A Summary of 2D Materials
“2D materials” is a term used to describe a large, relatively new family of exciting two-dimensional molecular structures. Interest in these materials has exploded since the isolation of graphene from graphite in 2004, for their potential applications in science and engineering. Each 2D material represents a distinct chemical composition with unique properties and applications, and the chemistry of 2D materials spans across most of the periodic table. While 2D materials are diverse in their chemical makeup, they are unified by their characteristic shape, in which atoms bond together to form flat, individual molecular sheets no more than a few nanometers thick. Due to their unique shape and chemical properties, these molecular sheets have the potential to be light, strong, and adaptable to a wide number of applications in electronics, energy production, separations, chemistry, and sensor technology.
Graphene is the most well-known and widely-publicized 2D material in existence today. The existence and properties of graphene as a distinct material have been theorized and even observed since 1947. However, it was not until 2004 that researchers at the University of Manchester were able to isolate the material for the first time by peeling single layers of graphene from a block of graphite using sticky tape. This deceptively simple method for producing graphene birthed the field of 2D materials research and won the 2010 Nobel Prize in Physics. Graphene has since been hailed as the next wonder material, and potentially disruptive technology in the fields of electronics, energy, health, construction and separations. As a testament to its significance, in 2013 the EU committed €1 bn to graphene research between 2013-23; over 10,000 academic papers have been published on graphene since 2005, and in 2012 BASF estimated the market for graphene to be worth $7.5 bn by 2025.
A visual representation of the atomic structure of graphene.
The permeability of pure graphene can be controlled through the addition of chemically modified nanopores, turning impermeable graphene into an effective material for separations.
Chemically, graphene is composed of carbon atoms bonded together in a hexagonal lattice, similar to an atomic-scale poultry netting. Each carbon in graphene represents a link in the fence and is bonded to four other carbons to form a flat, two-dimensional sheet of carbon atoms just one atom thick, as seen in Figure above. Because of this unique chemical structure, a single sheet of pure graphene conducts electricity better than copper, is both stronger and lighter than steel, is almost entirely transparent, and remains impermeable to all liquids and gases. While these properties are impressive in themselves, graphene also allows for control of its properties through physical and chemical alterations to its structure, making it a versatile platform for further development. For example, the permeability of graphene can be controlled by drilling nanopores into the graphene surface, allowing for separations by size exclusion and electrostatic interactions depending on the pore size, chemical composition of the pore edge, as seen in Figure above.
Applications of Graphene
For these reasons, graphene is expected to lead to significant advances in a diverse range of applications in the coming years.

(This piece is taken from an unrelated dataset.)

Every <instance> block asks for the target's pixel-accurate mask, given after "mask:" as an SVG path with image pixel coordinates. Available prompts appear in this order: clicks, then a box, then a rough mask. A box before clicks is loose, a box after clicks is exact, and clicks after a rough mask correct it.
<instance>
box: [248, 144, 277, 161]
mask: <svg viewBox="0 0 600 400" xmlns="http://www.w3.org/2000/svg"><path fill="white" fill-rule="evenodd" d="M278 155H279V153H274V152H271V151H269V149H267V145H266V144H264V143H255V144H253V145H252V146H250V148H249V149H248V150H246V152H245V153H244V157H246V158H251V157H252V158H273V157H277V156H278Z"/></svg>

Some of the most notable anticipated advances are highlighted below:
In the fields of construction and manufacturing, graphene’s is expected to significantly improve the weight and durability of composite materials such as resins, rubber, concrete and protective coatings.
In the fields of electronics and energy storage, graphene’s low cost and high electrical conductivity are expected to allow for the production of flexible electronics, printable ink circuits, improved OLED displays, supercapacitors, improved chemical sensors and consumer batteries with improved storage capacities and charge times.

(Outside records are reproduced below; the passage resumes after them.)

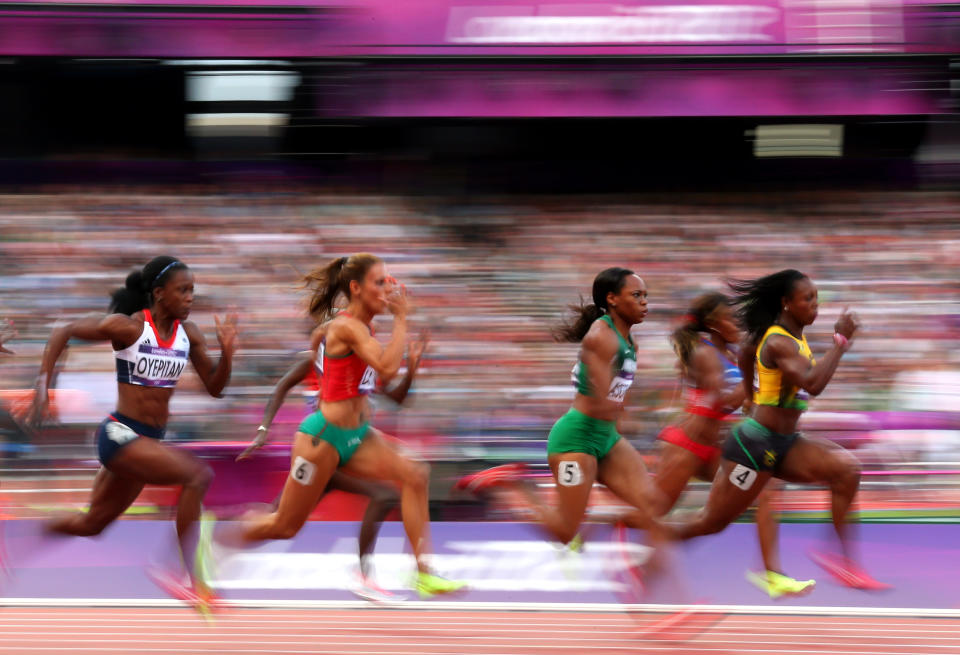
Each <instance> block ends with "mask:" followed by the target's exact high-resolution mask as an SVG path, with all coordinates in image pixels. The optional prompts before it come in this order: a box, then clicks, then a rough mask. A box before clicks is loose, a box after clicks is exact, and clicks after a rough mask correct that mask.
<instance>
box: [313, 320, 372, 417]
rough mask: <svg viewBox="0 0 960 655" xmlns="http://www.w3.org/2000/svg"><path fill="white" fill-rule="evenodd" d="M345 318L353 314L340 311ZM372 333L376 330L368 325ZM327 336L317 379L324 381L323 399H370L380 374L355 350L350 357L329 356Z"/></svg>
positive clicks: (318, 359) (322, 354)
mask: <svg viewBox="0 0 960 655" xmlns="http://www.w3.org/2000/svg"><path fill="white" fill-rule="evenodd" d="M340 315H341V316H347V317H349V316H350V315H349V314H347V313H346V312H340ZM368 329H369V330H370V334H373V328H372V327H370V326H368ZM326 346H327V337H326V336H324V337H323V339H322V340H321V341H320V349H319V351H318V352H317V377H319V378H320V397H321V398H322V399H323V401H324V402H328V403H331V402H336V401H338V400H348V399H350V398H356V397H357V396H366V395H367V394H369V393H370V392H372V391H373V390H374V389H375V388H376V386H377V372H376V371H375V370H374V369H373V367H372V366H368V365H367V363H366V362H365V361H363V360H362V359H360V357H358V356H357V353H355V352H353V351H351V352H350V353H348V354H346V355H340V356H336V355H328V354H327V351H326Z"/></svg>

In the biomedical field, graphene is expected to allow for the development of DIY health testing kits, improve brain penetration, targeted drug delivery and smart implants due to its large surface area, electrical properties and flexibility in chemical modification.
In the fields of separations and desalination, graphene represents the potential for significantly improved separation membrane technologies. Models predict that nanoporous graphene membranes could allow for water processing several hundred times faster than modern reverse osmosis membranes, with significant energy savings.

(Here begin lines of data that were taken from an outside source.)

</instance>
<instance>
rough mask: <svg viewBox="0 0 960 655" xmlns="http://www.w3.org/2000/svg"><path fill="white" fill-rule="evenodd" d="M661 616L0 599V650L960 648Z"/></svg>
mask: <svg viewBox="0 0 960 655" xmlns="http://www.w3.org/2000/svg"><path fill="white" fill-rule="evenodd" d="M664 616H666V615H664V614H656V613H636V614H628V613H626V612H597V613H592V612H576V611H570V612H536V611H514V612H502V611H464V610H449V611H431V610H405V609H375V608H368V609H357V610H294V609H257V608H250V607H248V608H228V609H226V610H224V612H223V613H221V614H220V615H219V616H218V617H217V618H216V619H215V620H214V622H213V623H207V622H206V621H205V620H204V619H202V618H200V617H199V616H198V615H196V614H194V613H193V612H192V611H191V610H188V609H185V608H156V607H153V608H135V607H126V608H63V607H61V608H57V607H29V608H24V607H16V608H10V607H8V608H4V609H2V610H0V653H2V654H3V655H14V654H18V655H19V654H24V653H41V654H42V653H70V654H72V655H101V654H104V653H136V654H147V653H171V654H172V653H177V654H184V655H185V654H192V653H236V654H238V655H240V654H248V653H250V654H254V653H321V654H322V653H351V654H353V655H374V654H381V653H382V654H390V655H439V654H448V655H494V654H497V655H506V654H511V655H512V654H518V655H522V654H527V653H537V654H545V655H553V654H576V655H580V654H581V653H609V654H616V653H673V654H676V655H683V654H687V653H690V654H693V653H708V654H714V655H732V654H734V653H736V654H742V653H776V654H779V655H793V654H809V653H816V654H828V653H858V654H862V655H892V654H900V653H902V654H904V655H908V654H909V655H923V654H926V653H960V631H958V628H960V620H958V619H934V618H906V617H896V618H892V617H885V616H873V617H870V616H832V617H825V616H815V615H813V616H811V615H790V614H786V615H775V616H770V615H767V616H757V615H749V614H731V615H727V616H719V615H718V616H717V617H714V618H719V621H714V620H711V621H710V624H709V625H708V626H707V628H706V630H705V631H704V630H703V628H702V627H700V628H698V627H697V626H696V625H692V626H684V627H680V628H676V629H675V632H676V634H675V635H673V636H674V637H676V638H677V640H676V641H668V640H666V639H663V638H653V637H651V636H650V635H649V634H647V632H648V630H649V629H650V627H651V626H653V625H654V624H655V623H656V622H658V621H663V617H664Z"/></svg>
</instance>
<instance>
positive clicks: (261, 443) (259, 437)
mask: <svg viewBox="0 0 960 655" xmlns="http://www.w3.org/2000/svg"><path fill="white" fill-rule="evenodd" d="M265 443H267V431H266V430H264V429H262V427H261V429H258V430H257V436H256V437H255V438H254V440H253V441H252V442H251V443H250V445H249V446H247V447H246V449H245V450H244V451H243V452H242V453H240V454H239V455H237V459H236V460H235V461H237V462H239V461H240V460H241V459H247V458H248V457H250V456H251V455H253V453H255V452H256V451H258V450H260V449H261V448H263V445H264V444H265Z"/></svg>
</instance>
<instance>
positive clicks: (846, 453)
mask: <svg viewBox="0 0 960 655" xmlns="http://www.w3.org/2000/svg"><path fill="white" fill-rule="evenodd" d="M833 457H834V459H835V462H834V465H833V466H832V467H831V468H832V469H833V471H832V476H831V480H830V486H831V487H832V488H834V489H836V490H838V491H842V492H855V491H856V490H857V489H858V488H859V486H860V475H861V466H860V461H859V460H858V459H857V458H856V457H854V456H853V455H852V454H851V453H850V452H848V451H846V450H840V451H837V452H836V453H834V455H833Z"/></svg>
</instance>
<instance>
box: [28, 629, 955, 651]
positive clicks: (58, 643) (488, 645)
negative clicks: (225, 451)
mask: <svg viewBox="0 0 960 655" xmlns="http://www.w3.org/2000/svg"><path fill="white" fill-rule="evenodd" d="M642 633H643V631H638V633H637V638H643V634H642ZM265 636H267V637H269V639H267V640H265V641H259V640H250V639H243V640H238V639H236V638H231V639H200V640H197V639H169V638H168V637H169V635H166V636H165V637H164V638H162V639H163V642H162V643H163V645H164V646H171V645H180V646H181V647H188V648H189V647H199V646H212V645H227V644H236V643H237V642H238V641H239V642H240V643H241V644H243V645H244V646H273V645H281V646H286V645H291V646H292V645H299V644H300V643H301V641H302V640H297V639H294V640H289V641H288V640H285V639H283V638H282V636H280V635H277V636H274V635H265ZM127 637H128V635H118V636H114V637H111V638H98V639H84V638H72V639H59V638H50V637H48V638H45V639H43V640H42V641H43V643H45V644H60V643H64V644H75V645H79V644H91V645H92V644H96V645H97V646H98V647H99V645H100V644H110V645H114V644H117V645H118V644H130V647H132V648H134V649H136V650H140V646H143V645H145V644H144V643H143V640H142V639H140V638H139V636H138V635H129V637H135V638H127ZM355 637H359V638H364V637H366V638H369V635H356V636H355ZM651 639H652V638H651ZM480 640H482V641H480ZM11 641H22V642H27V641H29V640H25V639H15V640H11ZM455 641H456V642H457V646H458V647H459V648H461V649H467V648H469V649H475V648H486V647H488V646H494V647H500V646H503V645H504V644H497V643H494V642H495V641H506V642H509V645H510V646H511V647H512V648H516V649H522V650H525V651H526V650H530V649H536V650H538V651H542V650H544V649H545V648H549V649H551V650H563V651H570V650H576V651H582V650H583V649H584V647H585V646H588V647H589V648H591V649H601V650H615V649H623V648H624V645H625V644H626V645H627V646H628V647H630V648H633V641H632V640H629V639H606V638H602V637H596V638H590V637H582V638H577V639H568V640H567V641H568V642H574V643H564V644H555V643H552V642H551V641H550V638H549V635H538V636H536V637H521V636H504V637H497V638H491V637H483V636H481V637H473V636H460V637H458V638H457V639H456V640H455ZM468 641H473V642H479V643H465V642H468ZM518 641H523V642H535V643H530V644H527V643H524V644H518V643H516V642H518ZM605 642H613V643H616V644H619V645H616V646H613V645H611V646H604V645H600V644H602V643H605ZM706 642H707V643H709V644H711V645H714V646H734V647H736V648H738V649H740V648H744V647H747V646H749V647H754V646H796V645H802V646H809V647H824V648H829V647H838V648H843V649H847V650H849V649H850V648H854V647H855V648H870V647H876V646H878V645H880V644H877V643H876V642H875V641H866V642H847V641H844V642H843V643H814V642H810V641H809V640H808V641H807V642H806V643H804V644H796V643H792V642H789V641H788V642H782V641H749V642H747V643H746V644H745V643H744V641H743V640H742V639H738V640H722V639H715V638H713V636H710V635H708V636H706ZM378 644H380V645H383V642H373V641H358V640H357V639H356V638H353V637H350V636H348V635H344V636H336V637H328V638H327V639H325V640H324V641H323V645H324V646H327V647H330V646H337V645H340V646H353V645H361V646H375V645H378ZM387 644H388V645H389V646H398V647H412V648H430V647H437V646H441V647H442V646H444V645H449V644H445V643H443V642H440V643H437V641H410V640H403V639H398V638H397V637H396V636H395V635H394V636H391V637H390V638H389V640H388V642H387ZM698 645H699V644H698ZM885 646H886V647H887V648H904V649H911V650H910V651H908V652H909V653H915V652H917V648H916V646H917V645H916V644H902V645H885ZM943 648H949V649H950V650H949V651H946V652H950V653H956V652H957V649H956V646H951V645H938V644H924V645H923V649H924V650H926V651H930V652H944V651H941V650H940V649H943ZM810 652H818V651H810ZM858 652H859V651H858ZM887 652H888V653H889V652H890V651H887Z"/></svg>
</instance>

There are still hurdles that must be overcome to transition from conventional technologies to graphene-based alternatives, though an increasing number of graphene-based products are already entering market. Notable examples at this time include graphene composite sporting goods (e.g. tennis rackets and bicycle frames), graphene-based touch screen displays, gas sensors and sample grids for high performance microscopes. As graphene manufacturing becomes more sophisticated, more and more graphene-based applications are expected to become commercially viable, making graphene a must-watch material for the future.